Although shown to require the estrogen receptor (ER) to be anti-atherogenic (40
), soy isoflavones may also have non-ER-mediated anti-atherogenic effects through traditional CVD risk factors including alteration of lipids and blood pressure (12
). The ISP effects on these 2 major CVD risk factors are inconsistent across the literature (45
). We found no effect of ISP on blood pressure but did detect a 2-fold greater increase in HDL-C in the ISP-treated group relative to the placebo-treated group. We previously reported that 17β-estradiol therapy significantly reduced CIMT progression with approximately 30% of the variability of this effect due to lipid alteration including the HDL-C raising effect of estrogen therapy (24
Epidemiological, cross-cultural and migrant studies indicate that the Western diet plays an important role in the incidence of coronary heart disease as well as breast, ovary, colon and prostate cancer (7
). Among Pacific Rim (Asian) countries where the intake of ISP is very high, the incidence of these chronic diseases is much lower than in Western countries (6
). In the context of non-human primate studies in which dietary intake was completely replaced with ISP and epidemiological studies of Asian populations, the effects of ISP may not have been fully expressed in WISH where ISP was used as a supplement to rather than a replacement of a Western diet. Longer or sole exposure to ISP as in Asian populations may be required for the full expression of the effects of ISP on atherosclerosis progression. Although we did not find a difference in treatment effect across ethnic groups, the treatment group difference in CIMT progression was of borderline significance in the small subgroup of Asian women. Additionally, within the ISP-treatment group, the rate of CIMT progression in Asians was less than half the CIMT rate as the other ethnic groups. Taken together, the cumulated data suggest that a potential gene-ISP interaction may exist for the expression of a beneficial effect of ISP.

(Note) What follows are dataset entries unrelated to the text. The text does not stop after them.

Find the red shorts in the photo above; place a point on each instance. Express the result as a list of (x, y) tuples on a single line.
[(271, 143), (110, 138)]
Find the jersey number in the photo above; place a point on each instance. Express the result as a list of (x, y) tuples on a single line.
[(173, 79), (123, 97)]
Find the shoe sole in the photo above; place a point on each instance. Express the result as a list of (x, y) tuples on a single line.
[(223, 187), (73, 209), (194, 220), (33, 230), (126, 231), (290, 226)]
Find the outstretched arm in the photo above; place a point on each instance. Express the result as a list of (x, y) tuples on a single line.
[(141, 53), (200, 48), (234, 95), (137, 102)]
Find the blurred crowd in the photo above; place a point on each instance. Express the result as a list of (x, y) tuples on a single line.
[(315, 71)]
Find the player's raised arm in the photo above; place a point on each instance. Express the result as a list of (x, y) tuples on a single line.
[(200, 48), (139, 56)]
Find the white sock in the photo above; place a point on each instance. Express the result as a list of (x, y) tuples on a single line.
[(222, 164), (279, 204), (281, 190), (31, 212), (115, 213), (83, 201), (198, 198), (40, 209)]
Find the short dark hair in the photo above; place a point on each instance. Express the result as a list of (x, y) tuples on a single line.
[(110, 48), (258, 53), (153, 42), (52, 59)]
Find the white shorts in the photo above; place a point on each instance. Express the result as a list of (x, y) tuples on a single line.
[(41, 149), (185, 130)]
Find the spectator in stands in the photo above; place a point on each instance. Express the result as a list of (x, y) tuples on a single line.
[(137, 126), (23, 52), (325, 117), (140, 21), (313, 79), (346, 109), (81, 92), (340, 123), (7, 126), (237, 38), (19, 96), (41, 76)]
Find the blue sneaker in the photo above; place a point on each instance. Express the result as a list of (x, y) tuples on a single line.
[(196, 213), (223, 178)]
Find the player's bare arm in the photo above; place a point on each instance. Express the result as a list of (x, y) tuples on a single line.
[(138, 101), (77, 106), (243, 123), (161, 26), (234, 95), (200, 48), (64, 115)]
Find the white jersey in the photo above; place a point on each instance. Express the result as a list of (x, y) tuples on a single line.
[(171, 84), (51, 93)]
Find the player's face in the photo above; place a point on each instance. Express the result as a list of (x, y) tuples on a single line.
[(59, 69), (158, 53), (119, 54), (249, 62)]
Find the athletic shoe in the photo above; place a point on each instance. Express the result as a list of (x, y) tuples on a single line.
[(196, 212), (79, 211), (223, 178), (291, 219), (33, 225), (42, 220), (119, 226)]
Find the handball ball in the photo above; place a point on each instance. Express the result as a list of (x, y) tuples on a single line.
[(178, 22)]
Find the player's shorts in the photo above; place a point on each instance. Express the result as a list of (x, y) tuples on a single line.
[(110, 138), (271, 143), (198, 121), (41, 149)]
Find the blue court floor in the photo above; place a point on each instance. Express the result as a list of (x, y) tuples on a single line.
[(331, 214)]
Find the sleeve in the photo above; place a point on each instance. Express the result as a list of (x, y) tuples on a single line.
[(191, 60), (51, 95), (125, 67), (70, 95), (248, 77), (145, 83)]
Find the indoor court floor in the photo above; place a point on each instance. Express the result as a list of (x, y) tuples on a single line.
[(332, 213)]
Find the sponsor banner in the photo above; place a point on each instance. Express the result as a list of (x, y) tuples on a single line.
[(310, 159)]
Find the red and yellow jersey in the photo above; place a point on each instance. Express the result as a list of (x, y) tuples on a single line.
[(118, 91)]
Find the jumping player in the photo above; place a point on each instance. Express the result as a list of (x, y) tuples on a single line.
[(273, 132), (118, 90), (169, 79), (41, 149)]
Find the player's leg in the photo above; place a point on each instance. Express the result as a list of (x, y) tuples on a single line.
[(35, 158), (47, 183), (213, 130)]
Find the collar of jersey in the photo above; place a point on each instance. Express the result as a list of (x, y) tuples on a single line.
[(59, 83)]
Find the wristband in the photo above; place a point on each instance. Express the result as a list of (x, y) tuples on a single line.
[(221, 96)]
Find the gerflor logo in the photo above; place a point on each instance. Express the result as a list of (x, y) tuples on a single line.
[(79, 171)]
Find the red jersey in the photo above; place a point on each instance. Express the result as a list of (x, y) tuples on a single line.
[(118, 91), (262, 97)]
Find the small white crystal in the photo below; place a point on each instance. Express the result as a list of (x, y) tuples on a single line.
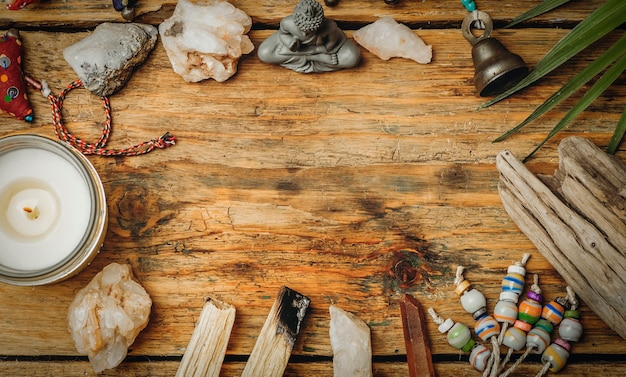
[(206, 39), (386, 39), (107, 315), (351, 344)]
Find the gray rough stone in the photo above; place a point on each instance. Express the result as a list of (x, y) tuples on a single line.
[(106, 58)]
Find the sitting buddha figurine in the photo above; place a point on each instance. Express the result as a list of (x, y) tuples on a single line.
[(307, 42)]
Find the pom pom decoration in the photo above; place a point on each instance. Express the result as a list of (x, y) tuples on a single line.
[(13, 97), (19, 4)]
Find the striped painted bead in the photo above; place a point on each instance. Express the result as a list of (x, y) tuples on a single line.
[(538, 338), (529, 310), (479, 357), (553, 312), (570, 328), (514, 338), (487, 327), (513, 281), (505, 311), (459, 335), (556, 354)]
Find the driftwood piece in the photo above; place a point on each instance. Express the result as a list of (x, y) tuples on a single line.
[(207, 347), (579, 225)]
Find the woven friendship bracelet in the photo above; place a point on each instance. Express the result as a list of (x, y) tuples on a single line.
[(99, 148)]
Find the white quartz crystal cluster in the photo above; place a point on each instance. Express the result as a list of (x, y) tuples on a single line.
[(107, 315), (205, 39), (351, 343), (387, 39)]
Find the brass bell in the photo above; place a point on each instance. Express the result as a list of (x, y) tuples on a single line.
[(496, 69)]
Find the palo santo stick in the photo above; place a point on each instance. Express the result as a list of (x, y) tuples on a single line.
[(207, 347), (270, 354)]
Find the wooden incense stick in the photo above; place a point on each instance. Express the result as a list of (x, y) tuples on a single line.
[(415, 338), (272, 350), (207, 347)]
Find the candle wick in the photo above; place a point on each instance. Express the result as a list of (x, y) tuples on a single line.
[(31, 213)]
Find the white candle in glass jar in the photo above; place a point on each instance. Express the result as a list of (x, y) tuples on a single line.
[(47, 209)]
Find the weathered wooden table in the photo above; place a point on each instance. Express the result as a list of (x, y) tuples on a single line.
[(318, 182)]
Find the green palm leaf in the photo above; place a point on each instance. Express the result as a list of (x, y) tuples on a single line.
[(598, 88), (545, 6), (618, 134), (603, 20), (584, 76)]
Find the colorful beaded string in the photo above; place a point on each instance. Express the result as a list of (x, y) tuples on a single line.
[(99, 148), (475, 303), (538, 338), (529, 312), (555, 356), (513, 283), (459, 336)]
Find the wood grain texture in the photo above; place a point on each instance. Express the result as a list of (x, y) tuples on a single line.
[(573, 222), (351, 187)]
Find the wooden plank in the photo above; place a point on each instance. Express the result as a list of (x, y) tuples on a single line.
[(331, 184), (155, 368), (88, 14)]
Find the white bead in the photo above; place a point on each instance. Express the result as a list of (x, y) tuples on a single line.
[(473, 300)]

WISH was the largest and longest randomized controlled trial of ISP supplementation examining CVD in general and progression of atherosclerosis specifically; isoflavone dosage was high, tolerable and without serious adverse events. As such, participant withdrawal was low and compliance with study products was excellent (about 90%) with confirmed high plasma concentrations (31
). However, sample size and duration of therapy may not have been sufficient to detect a smaller change in atherosclerosis progression than that originally hypothesized and used to guide our sample size estimates. As the first large-scale randomized controlled trial examining the effects of ISP on atherosclerosis progression, certain limitations result from the disadvantage of not having antecedent trials upon which to guide design. Practicality mandated use of only 1 readily available form of high-dose ISP such that the results may not be necessarily generalizable to isolated individual isoflavones, other classes of phytoestrogens more abundant in non-soy food products (e.g., flavones, coumestans and lignans) or to the more recently developed equol products. Duration of therapy may be a limitation since the cardioprotective effect of ISP observed in epidemiological studies is in populations of individuals who are exposed over a life-time to high levels of soy beginning in-utero and to a large dietary ingestion of soy from birth. Another limitation of the trial results from the disadvantage of experience in administration of ISP in different populations of women since our results suggest that certain populations of women such as Asians and women in close proximity to menopause (younger women in a narrower age range) may have a more effective response to ISP supplementation. While these latter findings are consistent with those predicted from epidemiological studies our findings are limited by the number of subgroup analyses performed.